To obtain useful output from `optimvalues`, you must also include some data in name-value arguments.

### Name-Value Arguments

Specify optional pairs of arguments as `Name1=Value1,...,NameN=ValueN`, where `Name` is the argument name and `Value` is the corresponding value. Name-value arguments must appear after other arguments, but the order of the pairs does not matter.

Example: `val = optimvalues(x=xvals,y=yvals)`

Data for a variable, named objective, or named constraint, specified as a real double array. Specify all data names for the variables. The objective and constraint function names are optional.

When you specify `nval` points, the values for each `dataname` argument must have the following dimensions.

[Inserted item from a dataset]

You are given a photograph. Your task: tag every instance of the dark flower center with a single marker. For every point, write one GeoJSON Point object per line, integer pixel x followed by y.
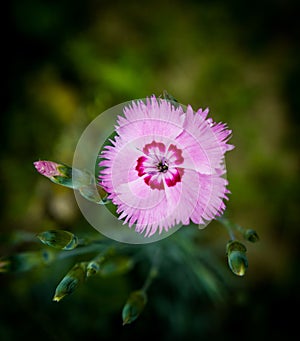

`prob.property.name``size(value)`
Scalar or vector`numel(prob.property.name)`-by-`nval`
Matrix or array`size(prob.property.name)`-by-`nval`

In particular, if `dataname` is a vector, the value of the `dataname` argument is a matrix with `nval` columns. For example, if the `'x'` variable is a row vector of length 2, and `nval` is 3, then the `'x'` variable specification might be:

`val = optimvalues(prob,'x',[1 2 3; 4 5 -6]);`

This specification means that `'x'` takes the three values `[1,4]`, `[2,5]`, and `[3,-6]`.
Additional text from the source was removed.